Para Mercosul, Brasil agiu certo

Os países membros do Mercosul apoiaram a decisão do governo brasileiro
e da Índia de se retirar das negociações da Rodada de Doha. Em nota
oficial, o governo da Argentina destacou seu "reconhecimento" e
expressou "solidariedade" à firmeza do chanceler Celso Amorim e do
ministro indiano de Comércio, Kamal Nath, por defenderem os interesses
dos países em desenvolvimento.

O secretário de Relações Econômicas Internacionais da Argentina,
Alfredo Chiaradía, rechaçou as declarações de que Brasil e Índia foram
responsáveis pela interrupção das negociações. "Foram injustas as
acusações dos Estados Unidos e da União Européia de que Brasil e Índia
não contribuíram para as discussões.

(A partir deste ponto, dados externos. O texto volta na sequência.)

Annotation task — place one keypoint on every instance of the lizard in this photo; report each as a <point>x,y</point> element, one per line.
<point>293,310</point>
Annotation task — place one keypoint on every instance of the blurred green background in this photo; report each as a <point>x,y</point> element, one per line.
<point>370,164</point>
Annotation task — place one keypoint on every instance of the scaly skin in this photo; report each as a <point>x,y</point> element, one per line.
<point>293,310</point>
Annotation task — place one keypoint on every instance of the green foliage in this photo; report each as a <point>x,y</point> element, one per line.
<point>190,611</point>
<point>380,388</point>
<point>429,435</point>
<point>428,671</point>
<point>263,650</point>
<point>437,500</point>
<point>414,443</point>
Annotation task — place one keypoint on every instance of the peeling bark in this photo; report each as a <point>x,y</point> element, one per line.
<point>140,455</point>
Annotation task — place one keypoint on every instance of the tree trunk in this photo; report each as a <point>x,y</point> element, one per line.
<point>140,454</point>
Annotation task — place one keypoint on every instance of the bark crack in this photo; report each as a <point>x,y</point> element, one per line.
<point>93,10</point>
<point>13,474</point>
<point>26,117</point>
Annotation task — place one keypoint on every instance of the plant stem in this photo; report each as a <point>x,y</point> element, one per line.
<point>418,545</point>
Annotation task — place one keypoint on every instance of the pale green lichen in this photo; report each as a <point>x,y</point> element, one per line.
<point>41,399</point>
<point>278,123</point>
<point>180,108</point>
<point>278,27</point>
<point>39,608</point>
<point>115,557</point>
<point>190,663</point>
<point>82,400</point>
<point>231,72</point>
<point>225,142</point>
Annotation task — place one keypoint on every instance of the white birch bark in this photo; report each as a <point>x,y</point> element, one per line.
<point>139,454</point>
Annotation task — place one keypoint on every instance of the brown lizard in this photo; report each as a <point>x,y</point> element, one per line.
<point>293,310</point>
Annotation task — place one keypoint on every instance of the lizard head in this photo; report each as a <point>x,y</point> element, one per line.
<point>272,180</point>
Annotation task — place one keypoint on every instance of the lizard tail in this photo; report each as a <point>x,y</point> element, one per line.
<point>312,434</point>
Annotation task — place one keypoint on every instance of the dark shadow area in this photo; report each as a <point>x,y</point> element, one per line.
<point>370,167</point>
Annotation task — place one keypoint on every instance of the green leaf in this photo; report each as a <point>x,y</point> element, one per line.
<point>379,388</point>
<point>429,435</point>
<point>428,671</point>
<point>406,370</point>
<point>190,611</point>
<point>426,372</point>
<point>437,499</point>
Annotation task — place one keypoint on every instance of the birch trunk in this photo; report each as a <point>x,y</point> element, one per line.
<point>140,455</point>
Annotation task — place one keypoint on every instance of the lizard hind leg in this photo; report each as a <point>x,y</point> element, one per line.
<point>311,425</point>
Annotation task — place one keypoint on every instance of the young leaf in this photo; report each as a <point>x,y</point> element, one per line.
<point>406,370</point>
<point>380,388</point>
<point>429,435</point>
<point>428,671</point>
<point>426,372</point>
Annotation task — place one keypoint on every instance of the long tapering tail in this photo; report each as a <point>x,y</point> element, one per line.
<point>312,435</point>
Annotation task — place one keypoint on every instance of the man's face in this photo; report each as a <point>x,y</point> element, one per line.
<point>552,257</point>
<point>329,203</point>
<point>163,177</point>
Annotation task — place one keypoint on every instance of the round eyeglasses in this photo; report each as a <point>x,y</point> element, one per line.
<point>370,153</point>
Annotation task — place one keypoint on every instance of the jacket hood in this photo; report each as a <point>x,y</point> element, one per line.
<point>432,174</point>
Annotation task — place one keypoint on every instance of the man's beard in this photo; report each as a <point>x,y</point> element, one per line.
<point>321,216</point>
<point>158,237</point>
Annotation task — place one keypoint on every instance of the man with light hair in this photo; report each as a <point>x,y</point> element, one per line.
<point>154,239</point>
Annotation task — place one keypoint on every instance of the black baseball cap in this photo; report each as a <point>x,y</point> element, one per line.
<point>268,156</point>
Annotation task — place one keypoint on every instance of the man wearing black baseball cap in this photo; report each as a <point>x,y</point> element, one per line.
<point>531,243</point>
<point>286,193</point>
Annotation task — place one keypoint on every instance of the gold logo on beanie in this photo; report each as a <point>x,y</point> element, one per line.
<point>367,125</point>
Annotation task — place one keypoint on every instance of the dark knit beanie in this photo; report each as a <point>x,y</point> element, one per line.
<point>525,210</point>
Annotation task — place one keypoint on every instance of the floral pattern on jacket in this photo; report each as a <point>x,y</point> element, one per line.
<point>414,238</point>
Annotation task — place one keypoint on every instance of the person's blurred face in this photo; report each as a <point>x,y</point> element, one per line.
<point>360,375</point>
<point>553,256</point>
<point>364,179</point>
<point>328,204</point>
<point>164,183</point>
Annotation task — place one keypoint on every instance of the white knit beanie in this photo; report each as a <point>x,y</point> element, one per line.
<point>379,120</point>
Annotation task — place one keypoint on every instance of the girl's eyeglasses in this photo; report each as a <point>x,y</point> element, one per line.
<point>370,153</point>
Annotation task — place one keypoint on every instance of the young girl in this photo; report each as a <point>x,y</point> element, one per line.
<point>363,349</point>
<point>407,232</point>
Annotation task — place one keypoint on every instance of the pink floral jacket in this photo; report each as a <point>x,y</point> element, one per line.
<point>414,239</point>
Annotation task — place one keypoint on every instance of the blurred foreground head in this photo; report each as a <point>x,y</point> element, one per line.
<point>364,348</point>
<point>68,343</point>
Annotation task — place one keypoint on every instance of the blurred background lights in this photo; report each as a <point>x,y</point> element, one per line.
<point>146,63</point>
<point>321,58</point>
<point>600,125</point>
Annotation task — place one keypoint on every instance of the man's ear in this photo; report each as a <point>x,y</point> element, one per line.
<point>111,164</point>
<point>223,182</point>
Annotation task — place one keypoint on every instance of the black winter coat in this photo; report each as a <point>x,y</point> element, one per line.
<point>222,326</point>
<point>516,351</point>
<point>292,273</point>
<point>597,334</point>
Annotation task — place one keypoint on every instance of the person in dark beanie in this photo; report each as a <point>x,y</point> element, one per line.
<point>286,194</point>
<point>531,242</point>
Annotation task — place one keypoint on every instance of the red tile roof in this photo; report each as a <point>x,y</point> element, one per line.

Na verdade, os dois países
defenderam o interesse dos países em desenvolvimento", disse
Chiaradía.

"Estados Unidos e União Européia são responsáveis pelo fracasso da
reunião de Potsdam", declarou o ministro argentino de Relações
Exteriores, Jorge Taiana, responsabilizando-os por "intransigência"
nas negociações.

Para o ministro das Relações Exteriores do Paraguai, Rubén Ramirez
Lezcano, "o Brasil agiu muito bem. Essa discussão estava
desequilibrada, com desvantagem para os países em desenvolvimento".

O presidente Tabaré Vázquez, do Uruguai, também respaldou a decisão do
Brasil e da Índia: "Foi melhor assim".

.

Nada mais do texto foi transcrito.